The story also highlights the tension between needing to share information and at the same time keeping it secure:

According to the officials, the documents Snowden leaked — the memoranda, PowerPoint slides, agency reports, court orders and opinions — had all been stored in a file-sharing location on the NSA’s intranet site. The documents were put there so NSA analysts and officials could read them online and discuss them.

The importance of such information-sharing procedures was one of the lessons of the Sept. 11 attacks. Law enforcement and intelligence agencies were unable to “connect the dots” prior to the attacks, because they were not always aware of what other agencies knew.

Does the NSA response:

The NSA will now be “tagging” sensitive documents and data with identifiers that will limit access to those individuals who have a need to see the documents and who are authorized by NSA leadership to view them. The tagging will also allow supervisors to see what individuals do with the data they see and handle.

surprise you?

Perhaps I should ask:

Do you see what’s common in the “connect the dots,” and “secure the data” responses?

The NSA isn’t sharing data or information about people, places, events, etc., it is sharing (or securing) documents.

The data is something that every analyst must pry out on their own. And every analyst has to repeat the mining operation of every other analyst who discovers the same data.

The lesson here is that document level sharing or security is too coarse to satisfy goals of sharing or security. To say nothing of being watseful of the time of analysts, probably a more precious resource than even more data.

Sharing vs. Securing Example

Assume that I am researching visitor X to the United States who has just gone through passport control. I get a number of resources listed in response to a search. In addition to phone traffic records, etc., there is a top secret report document.

This top secret report document is a report from an American embassy that says visitor X was seen by a CIA operative (insert code name) in the company of bad actor 1 and bad actor 2 at some location. No details of what was said but subsequent surveillance establishes visitor X may be friends with bad actor 1 or 2.

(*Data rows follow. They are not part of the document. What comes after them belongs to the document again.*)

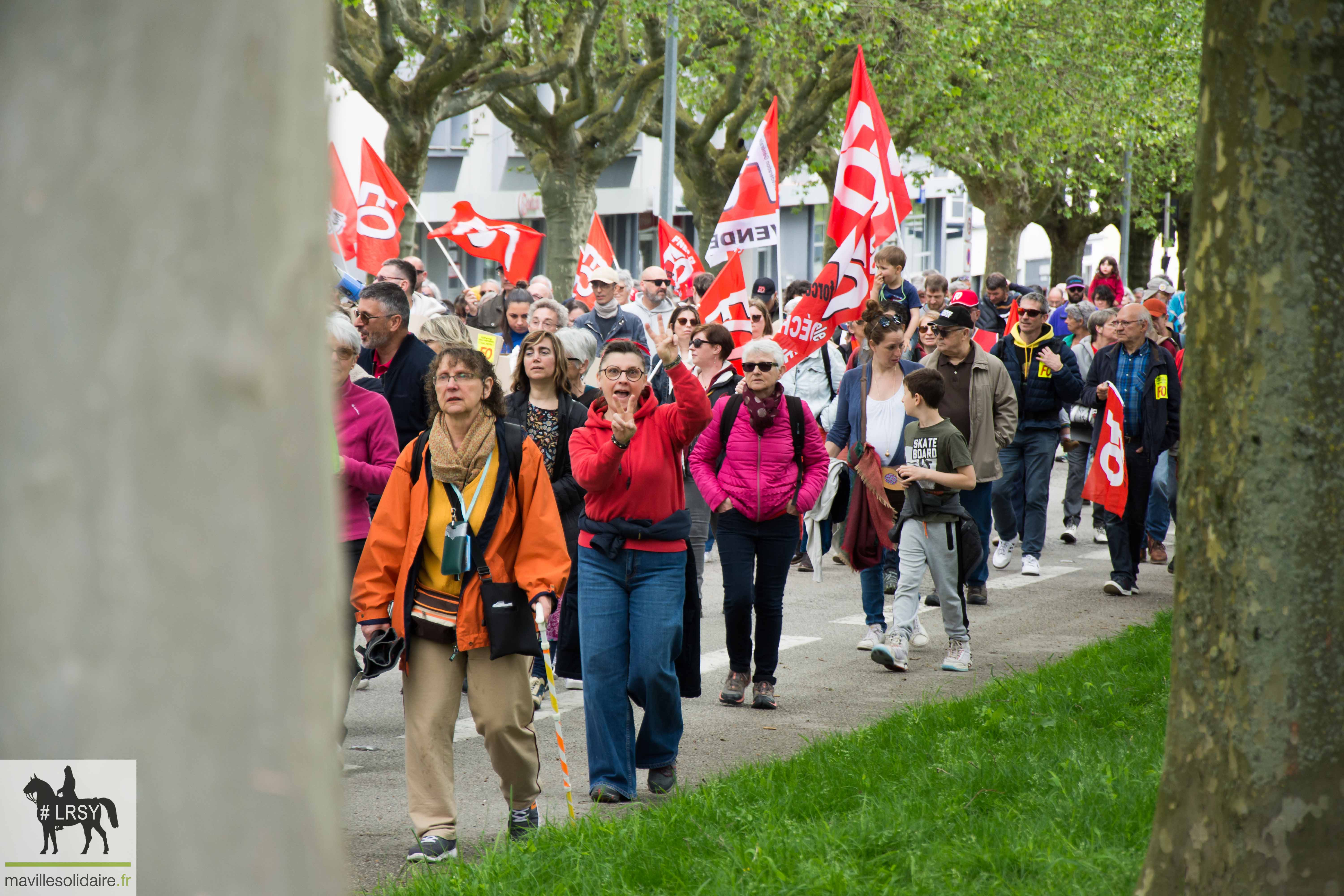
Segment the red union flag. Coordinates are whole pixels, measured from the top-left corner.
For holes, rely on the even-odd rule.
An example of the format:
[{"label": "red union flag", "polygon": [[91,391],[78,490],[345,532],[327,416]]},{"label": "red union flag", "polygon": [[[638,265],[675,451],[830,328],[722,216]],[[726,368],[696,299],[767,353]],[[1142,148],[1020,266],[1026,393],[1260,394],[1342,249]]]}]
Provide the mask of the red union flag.
[{"label": "red union flag", "polygon": [[742,274],[742,253],[728,253],[728,263],[723,266],[719,275],[714,278],[710,289],[704,290],[700,300],[700,320],[706,324],[723,324],[732,334],[732,344],[737,349],[730,356],[738,373],[742,372],[742,347],[751,341],[751,313],[747,301],[751,293],[747,292],[747,281]]},{"label": "red union flag", "polygon": [[1097,420],[1097,453],[1093,455],[1083,497],[1117,516],[1129,501],[1129,470],[1125,469],[1125,402],[1114,383],[1106,383],[1106,410]]},{"label": "red union flag", "polygon": [[367,140],[360,141],[359,191],[355,193],[355,263],[376,274],[388,258],[401,255],[401,234],[410,196]]},{"label": "red union flag", "polygon": [[536,253],[542,249],[542,234],[538,231],[516,220],[481,218],[465,200],[454,204],[453,216],[442,227],[431,230],[429,236],[452,239],[468,255],[499,262],[509,283],[532,275]]},{"label": "red union flag", "polygon": [[780,242],[780,98],[757,128],[728,204],[714,227],[704,261],[718,265],[730,250],[761,249]]},{"label": "red union flag", "polygon": [[345,168],[336,154],[336,145],[327,144],[327,159],[332,168],[331,207],[327,212],[327,242],[332,251],[345,261],[355,257],[355,193],[345,180]]},{"label": "red union flag", "polygon": [[589,240],[583,243],[579,253],[579,270],[574,275],[574,298],[579,300],[590,309],[593,308],[593,285],[587,275],[598,267],[614,267],[616,253],[612,251],[612,240],[606,238],[606,228],[602,219],[593,212],[593,223],[589,226]]},{"label": "red union flag", "polygon": [[863,314],[872,290],[872,257],[909,214],[900,159],[859,47],[827,220],[836,251],[775,333],[786,369],[831,339],[837,325]]},{"label": "red union flag", "polygon": [[696,274],[704,273],[704,265],[681,231],[661,218],[659,218],[659,258],[663,261],[663,270],[672,275],[677,294],[683,300],[695,296],[692,281]]}]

Under the current process, the choice is to either allow me access to this document, which makes me aware of the embassy, the CIA operative’s codename, dates of observation, etc., in short a lot of information that may not be necessary for my task or to deny me access altogether.

For some particular task, such as who else to watch for in the U.S., knowing visitor X is a possible associate of bad actors 1 and 2, alerts me that known associates of bad actors 1 and 2 should also be put under a higher level of surveillance while visitor X is in the U.S. I don’t need to know the embassy, CIA operative, etc., to make that determination.

End Example

The document level sharing/security paradigm of the NSA was the only solution when documents were physical documents. It wasn’t possible to share documents other than as whole documents. Well, there is the Magic Marker option but that doesn’t really scale. And every document has to be “marked” for a particular person or level of clearance.

If we treat electronic documents as, well, electronic documents, we can split them at whatever level is appropriate for security control. Non-trivial but a similar process was developed and used at the Y-12 Complex at Oak Ridge, Tennessee (the place where they build and maintain nuclear weapons).

Beyond splitting documents for security purposes, it is also possible to accumulate the insights of analysts who have read portions of those documents. So that every analyst doesn’t have to read every relevant document but can build upon what has already been discovered by others.

Capturing the insights of analysts on a granular and re-usable level conserves something more precious than more raw data, human insight into data.

None of that can happen over night but continuing with a model of documents as physical objects only delays the day when more granular access enables more sharing and better security. To say nothing of capturing the insights of analysts for the benefit of an entire enterprise.

PS: If you know anyone at the NSA, forward this post to them. I dislike poor information systems more than I dislike any government.

Structr 0.8 Release

Filed under: Graphs,Neo4j,structr — Patrick Durusau @ 4:20 pm

Release 0.8 is out! by Axel Morgner.

From the post:

Yesterday, we released Structr 0.8. It was a really important milestone on the way to 1.0.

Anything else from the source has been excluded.